IEEE Internet Computing 2001

The Evolving Field of Distributed Storage

Peter N. Yianilos (guest editor) and Sumeet Sobti

Abstract: Memory is a fundamental commodity of computation. Storage systems provide memory that costs far less than RAM and has greater persistence, but suffers from much lower data transfer bandwidths and higher access latencies. These attributes -- cost, persistence, bandwidth, and latency -- are the traditional evaluation metrics for storage systems, but the remarkable growth of communications and networking over the past few decades has complicated this simple picture.

Today the network is an integral part of the computer. Most of us routinely access Web pages whose display requires fetching data from dozens of machines around the world. The Web is the first distributed storage system to have such an immediate global impact. It illustrates the technological, economic, and cultural power of a distributed approach. However, the Web's fragility and operational semantics prevent it from addressing the storage problems of mainstream data processing. For example, error messages or suspended display is common when a network or system component fails somewhere, making a page or one of its elements inaccessible. Also, informal caching on the Web makes it hard to be certain that you're viewing current information.

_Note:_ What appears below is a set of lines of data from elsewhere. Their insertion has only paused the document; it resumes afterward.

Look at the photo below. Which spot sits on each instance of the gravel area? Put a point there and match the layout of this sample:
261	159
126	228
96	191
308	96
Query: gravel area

A simple form of distributed file storage is widespread now, as many of us routinely and transparently access files stored somewhere else on a local area network. Between LANs and the World Wide Web lies the domain of distributed enterprise-wide storage, an area that industry is now actively developing.

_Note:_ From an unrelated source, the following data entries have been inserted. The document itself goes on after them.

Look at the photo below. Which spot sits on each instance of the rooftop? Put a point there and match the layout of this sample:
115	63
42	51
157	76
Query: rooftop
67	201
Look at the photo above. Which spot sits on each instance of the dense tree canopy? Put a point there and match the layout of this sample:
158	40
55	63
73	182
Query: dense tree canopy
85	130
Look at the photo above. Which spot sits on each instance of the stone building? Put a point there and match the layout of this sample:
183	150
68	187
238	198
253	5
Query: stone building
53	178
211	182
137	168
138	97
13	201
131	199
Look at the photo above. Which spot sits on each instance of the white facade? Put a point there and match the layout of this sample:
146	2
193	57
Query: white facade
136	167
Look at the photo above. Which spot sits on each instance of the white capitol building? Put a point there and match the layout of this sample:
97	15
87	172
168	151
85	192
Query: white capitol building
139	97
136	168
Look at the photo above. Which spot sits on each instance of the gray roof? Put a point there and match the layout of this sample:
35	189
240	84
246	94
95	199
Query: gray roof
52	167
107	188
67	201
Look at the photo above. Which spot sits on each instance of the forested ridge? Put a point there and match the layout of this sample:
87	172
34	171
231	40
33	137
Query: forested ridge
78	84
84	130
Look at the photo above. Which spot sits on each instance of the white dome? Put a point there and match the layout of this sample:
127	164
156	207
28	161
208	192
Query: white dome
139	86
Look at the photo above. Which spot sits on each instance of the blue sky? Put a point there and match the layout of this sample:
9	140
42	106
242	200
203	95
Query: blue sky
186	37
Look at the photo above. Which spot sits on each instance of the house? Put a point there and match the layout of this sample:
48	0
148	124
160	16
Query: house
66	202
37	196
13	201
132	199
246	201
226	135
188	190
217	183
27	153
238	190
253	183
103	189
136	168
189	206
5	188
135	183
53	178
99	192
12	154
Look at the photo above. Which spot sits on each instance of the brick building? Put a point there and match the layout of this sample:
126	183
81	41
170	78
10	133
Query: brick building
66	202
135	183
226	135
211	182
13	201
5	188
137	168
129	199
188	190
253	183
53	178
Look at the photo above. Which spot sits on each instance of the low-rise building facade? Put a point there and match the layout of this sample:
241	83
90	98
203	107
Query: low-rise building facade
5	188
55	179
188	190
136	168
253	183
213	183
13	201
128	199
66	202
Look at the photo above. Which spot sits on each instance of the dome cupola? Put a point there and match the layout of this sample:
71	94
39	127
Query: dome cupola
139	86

In this increasingly complex and demanding world of distributed storage, we are forced to consider new metrics and issues beyond the traditional set. These include shared coherent access, availability, survivability, security, interoperability, search, caching, load balancing, and scale -- the need for storage systems of truly immense proportions. Indeed, our increased appetite for storage has also engendered another design issue: the need to largely automate the now human-intensive task of managing large storage systems. Finally, an undercurrent in the flow of ideas concerns the cultural issues of privacy and anonymity in the context of distributed storage.

The builders of distributed storage systems face many architectural decisions as they work toward their targets among these metrics and issues. The most basic of these is the question, "Who's doing the work of providing storage services?"

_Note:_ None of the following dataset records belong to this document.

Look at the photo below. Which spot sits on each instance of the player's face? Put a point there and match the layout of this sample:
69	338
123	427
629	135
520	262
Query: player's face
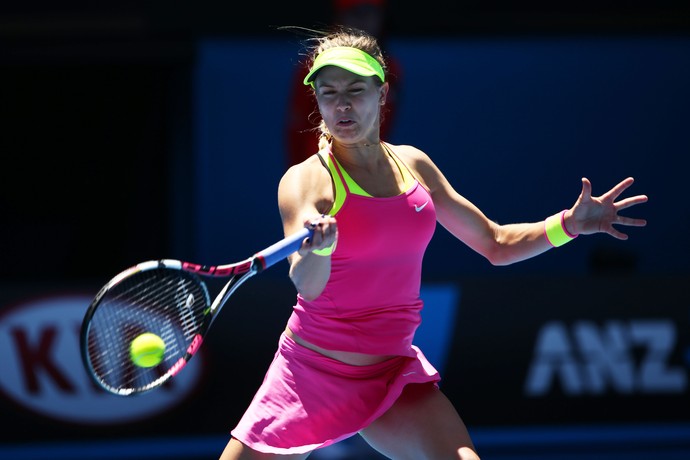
350	104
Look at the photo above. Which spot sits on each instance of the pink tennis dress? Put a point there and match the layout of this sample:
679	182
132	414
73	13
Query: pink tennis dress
371	304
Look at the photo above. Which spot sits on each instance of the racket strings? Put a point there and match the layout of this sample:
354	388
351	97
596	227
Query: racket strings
170	303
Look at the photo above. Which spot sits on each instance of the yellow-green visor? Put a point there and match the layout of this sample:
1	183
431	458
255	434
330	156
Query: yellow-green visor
348	58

Hierarchical approaches, including the new trend toward storage virtualization, use layers of control and abstraction to stitch together distributed and disparate storage providers into a single virtual whole. In the peer-to-peer approach, the clients themselves provide storage for everyone. There is no need for any server in the traditional sense. In the ideal case, such systems are fully symmetrical with no fixed central leader. The server-to-server approach is related to peer-to-peer, but here many servers work together in a symmetrical way to provide storage services; clients need not install any new software to consume basic storage services. This broad categorization includes much work in the established field of distributed file systems.